Female C57BL/6 mice (12 weeks old, weighing 21–25 g) were purchased from the Laboratory Animal Center of China Medical University. Mice were housed with free access to water and food. The indoor temperature was controlled at 21 ± 1 °C, the relative humidity was 50% ± 10%, and the light cycle was 12 hours (8,00–20:00). All animal procedures were approved by the Animal Ethics Committee of Shengjing Hospital of China Medical University. All experimental procedures were performed according to the National Institutes of Health Guide for the Care and Use of Laboratory Animals (NIH Publications No. 8023, revised 1978) and the ARRIVE guidelines on the Care and Use of Experimental Animals. Fifteen pregnant female mice were individually housed and observed daily for parturition, deemed as postnatal day (PD) 0. The entire cage was treated as one, and the 15 cages were randomly divided into a control (Con) group, a maternal separation (MS) group, a maternal separation + fluoxetine (MS + Flu) group, an LPS-treated (LPS) group and an LPS-treated + fluoxetine (LPS + Flu) group. Eight male pups from each group were randomly selected as experimental subjects on PD17. The body weight of mice was measured on PD31 before the behavioral tests. The experimental design and drug treatment schedule are shown in Fig. 1A.

Maternal separation (MS)

Pups in MS group and MS + Flu group received maternal separation between PD2 and PD17. The method is improved according to the previous description [22]. Pups were separated from their mothers twice for 3 hours every day, during which time the mice should be observed and kept warm. Each cage of mice was removed in two batches in rotation to reduce the enhancement of maternal care. When the mice were transferred, some of the bedding with the mother’s scent was also transferred.

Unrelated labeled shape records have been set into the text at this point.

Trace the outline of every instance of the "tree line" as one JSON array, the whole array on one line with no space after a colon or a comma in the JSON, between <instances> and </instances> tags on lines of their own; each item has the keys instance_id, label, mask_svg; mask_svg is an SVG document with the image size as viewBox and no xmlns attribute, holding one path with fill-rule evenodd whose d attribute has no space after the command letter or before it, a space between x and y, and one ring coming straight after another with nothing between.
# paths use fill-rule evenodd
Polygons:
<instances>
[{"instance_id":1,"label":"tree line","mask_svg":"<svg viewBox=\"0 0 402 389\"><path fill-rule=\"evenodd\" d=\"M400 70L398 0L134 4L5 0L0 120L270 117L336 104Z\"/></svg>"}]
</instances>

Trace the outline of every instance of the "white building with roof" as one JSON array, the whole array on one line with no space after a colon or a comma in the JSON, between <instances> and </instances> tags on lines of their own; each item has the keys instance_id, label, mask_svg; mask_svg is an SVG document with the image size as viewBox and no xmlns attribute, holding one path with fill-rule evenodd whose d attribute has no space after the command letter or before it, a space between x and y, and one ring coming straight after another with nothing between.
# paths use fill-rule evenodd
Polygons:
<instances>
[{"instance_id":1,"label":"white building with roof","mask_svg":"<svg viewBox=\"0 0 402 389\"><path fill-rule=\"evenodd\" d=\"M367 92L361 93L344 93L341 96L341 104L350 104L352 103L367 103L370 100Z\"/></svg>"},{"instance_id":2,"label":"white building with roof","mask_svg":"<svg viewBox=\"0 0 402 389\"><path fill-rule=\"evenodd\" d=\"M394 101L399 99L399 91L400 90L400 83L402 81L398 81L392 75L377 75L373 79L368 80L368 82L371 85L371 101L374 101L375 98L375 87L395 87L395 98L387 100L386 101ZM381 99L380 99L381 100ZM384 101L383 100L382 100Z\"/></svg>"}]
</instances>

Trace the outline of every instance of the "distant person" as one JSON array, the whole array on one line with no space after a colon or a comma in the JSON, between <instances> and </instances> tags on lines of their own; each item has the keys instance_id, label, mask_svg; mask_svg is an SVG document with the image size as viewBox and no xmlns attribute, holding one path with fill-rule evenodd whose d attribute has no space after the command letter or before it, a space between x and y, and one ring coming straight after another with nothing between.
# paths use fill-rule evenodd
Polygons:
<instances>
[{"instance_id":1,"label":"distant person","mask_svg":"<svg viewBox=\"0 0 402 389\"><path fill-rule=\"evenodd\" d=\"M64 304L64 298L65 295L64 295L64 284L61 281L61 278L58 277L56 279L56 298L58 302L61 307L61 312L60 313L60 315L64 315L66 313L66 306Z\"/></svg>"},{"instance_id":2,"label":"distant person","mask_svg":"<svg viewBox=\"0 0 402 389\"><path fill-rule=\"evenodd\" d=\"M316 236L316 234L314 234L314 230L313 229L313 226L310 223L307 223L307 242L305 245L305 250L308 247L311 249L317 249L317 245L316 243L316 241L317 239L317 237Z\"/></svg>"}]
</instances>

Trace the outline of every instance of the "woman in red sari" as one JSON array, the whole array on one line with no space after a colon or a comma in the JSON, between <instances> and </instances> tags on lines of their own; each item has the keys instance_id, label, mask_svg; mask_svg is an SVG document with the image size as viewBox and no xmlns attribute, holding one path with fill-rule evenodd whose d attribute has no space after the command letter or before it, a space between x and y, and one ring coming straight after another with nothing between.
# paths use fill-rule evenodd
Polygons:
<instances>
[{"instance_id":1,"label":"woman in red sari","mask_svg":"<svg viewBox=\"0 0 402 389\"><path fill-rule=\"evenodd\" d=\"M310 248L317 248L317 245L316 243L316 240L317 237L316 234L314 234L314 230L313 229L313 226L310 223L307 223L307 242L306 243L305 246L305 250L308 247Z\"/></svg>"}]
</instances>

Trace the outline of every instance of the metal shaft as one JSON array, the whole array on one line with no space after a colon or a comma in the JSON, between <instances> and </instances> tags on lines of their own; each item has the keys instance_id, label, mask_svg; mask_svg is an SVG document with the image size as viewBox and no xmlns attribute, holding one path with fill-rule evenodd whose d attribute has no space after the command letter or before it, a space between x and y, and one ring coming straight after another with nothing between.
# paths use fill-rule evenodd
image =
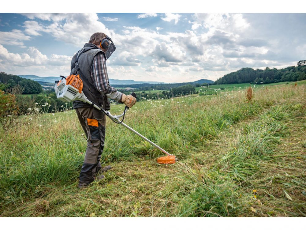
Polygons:
<instances>
[{"instance_id":1,"label":"metal shaft","mask_svg":"<svg viewBox=\"0 0 306 230\"><path fill-rule=\"evenodd\" d=\"M88 99L86 99L86 102L87 102L88 104L91 104L91 105L93 104L93 105L94 107L96 109L97 109L99 110L102 110L104 113L105 113L106 115L107 115L107 116L108 116L110 117L111 118L112 118L112 119L114 119L115 120L118 120L118 121L119 121L118 120L118 119L117 119L117 118L115 118L113 116L113 115L112 115L111 114L110 114L110 113L108 111L106 111L104 110L102 108L101 108L100 107L99 107L97 105L96 105L95 104L95 103L93 103L92 102L91 102ZM156 144L155 144L154 143L152 142L151 141L150 141L149 140L149 139L148 139L146 137L144 136L143 136L141 134L140 134L140 133L138 133L137 131L135 131L135 130L134 130L132 128L131 128L131 127L130 127L129 126L125 124L123 122L121 122L121 123L120 123L120 124L121 124L122 125L124 126L126 128L127 128L128 129L129 129L131 131L132 131L132 132L133 133L134 133L135 134L136 134L138 135L141 138L143 138L144 140L146 141L147 141L149 143L150 143L150 144L151 144L151 145L152 145L153 146L154 146L156 147L158 149L159 149L159 150L160 150L163 153L166 153L166 154L168 156L172 156L172 154L170 154L169 153L168 153L167 152L166 150L165 150L164 149L162 149L162 148L161 148L158 145L156 145Z\"/></svg>"}]
</instances>

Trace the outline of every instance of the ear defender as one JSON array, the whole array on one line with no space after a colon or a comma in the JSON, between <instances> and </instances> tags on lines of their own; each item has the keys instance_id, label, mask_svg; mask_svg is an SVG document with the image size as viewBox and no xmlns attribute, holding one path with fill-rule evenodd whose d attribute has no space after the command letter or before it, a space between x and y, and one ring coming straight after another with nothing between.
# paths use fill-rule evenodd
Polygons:
<instances>
[{"instance_id":1,"label":"ear defender","mask_svg":"<svg viewBox=\"0 0 306 230\"><path fill-rule=\"evenodd\" d=\"M103 49L106 49L110 47L110 43L108 39L107 38L104 38L100 42L100 46Z\"/></svg>"}]
</instances>

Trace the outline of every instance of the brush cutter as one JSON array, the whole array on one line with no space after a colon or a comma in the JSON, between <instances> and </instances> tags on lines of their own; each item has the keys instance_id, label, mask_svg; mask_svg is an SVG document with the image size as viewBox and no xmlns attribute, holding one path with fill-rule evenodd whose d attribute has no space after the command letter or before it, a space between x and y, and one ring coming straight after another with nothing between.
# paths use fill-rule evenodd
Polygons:
<instances>
[{"instance_id":1,"label":"brush cutter","mask_svg":"<svg viewBox=\"0 0 306 230\"><path fill-rule=\"evenodd\" d=\"M125 111L127 109L129 109L128 107L125 106L124 111L122 114L119 115L112 115L109 111L103 109L103 108L87 99L82 90L83 88L83 83L79 74L72 74L69 75L67 78L64 76L61 76L60 77L62 77L62 79L59 81L55 81L54 86L54 90L56 96L58 99L64 102L73 101L76 100L81 101L91 105L97 109L104 113L113 122L117 124L122 125L167 155L157 158L158 163L161 164L172 164L175 163L178 160L175 156L170 154L122 122L124 119ZM131 95L135 98L137 97L136 94L134 92L132 93ZM122 120L121 121L119 119L122 117L123 117Z\"/></svg>"}]
</instances>

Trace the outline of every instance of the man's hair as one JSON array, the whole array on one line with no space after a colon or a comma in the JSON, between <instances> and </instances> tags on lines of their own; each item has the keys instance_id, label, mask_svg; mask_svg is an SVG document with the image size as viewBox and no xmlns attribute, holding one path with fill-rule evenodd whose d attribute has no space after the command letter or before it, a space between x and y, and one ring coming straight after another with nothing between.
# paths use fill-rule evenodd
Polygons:
<instances>
[{"instance_id":1,"label":"man's hair","mask_svg":"<svg viewBox=\"0 0 306 230\"><path fill-rule=\"evenodd\" d=\"M95 33L90 37L89 43L99 46L100 42L103 40L103 38L106 37L106 35L104 33Z\"/></svg>"}]
</instances>

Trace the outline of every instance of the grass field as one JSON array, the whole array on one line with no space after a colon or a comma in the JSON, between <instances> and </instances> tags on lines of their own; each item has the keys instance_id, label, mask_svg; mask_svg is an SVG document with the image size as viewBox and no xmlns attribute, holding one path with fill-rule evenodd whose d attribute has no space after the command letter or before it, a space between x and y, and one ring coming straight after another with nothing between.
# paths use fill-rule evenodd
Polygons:
<instances>
[{"instance_id":1,"label":"grass field","mask_svg":"<svg viewBox=\"0 0 306 230\"><path fill-rule=\"evenodd\" d=\"M306 86L137 103L106 125L106 177L77 187L85 136L75 112L32 115L0 131L2 217L306 217ZM112 106L112 114L124 107Z\"/></svg>"},{"instance_id":2,"label":"grass field","mask_svg":"<svg viewBox=\"0 0 306 230\"><path fill-rule=\"evenodd\" d=\"M276 83L270 83L269 84L263 84L261 85L252 85L253 87L255 86L256 88L260 88L261 87L269 87L274 85L287 84L289 85L294 85L296 82L297 82L298 84L305 84L306 80L299 81L282 81L280 82ZM215 89L218 89L221 88L224 88L225 90L231 91L233 90L237 90L243 89L244 89L248 87L251 85L249 83L242 83L240 84L222 84L222 85L214 85L209 86L208 88L203 87L197 87L196 88L196 91L199 91L201 89L202 91L205 90L214 90Z\"/></svg>"}]
</instances>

LPS and fluoxetine administration

Mice in LPS group and LPS + Flu group were treated with LPS (2 mg/kg, L2880, Sigma–Aldrich, St. Louis, MO, USA) by i.p. injection for 5 consecutive days. Mice in MS + Flu group and LPS + Flu group were treated with fluoxetine hydrochloride (10 mg/kg, 343,290, Sigma–Aldrich) by i.p. injection for 14 consecutive days. Both LPS and fluoxetine were dissolved in normal saline. Mice in the Con group and MS group were treated with saline by i.p. injection during PD17 to PD31, and that in the LPS group were treated with saline by i.p. injection during PD22 to PD31.

Behavior tests

Behavior tests were performed after drug administration and two tests were conducted daily in the following order: open field test, elevated plus-maze, forced swimming test and tail suspension test. Mice were acclimated to the testing room for 2 h before testing. Behavior test data were recorded by the SMART™ tracking software program (San Diego Instruments, San Diego, CA, USA).

Open field test (OFT)

The OFT was used to evaluate the depressive-like behaviors of mice performed as previously reported [23]. The OFT consisted of an empty square arena (40 × 40 × 30 cm) constructed of plastic with a white base. The central region is 20 × 20 cm. Mice were placed individually in the corner of the OFT apparatus, and spontaneous activities were recorded for 10 min using the SMART™ tracking program. After each test, the arena was cleaned with 75% ethanol to eliminate odor cues.

Elevated plus-maze (EPM)

The EPM test was carried out as previously reported to evaluate the anxiety-like behaviors of mice [24]. Mice were tested in a cross-shaped maze consisting of two open arms (50 × 10 cm), two closed arms (50 × 10 cm) and a central region (10 × 10 cm). Each mouse was placed in the central region of the maze and allowed to explore for 5 min. The time spent in each arm was recorded using the SMART™ tracking program. After each test, the arena was cleaned with 75% ethanol to eliminate odor cues.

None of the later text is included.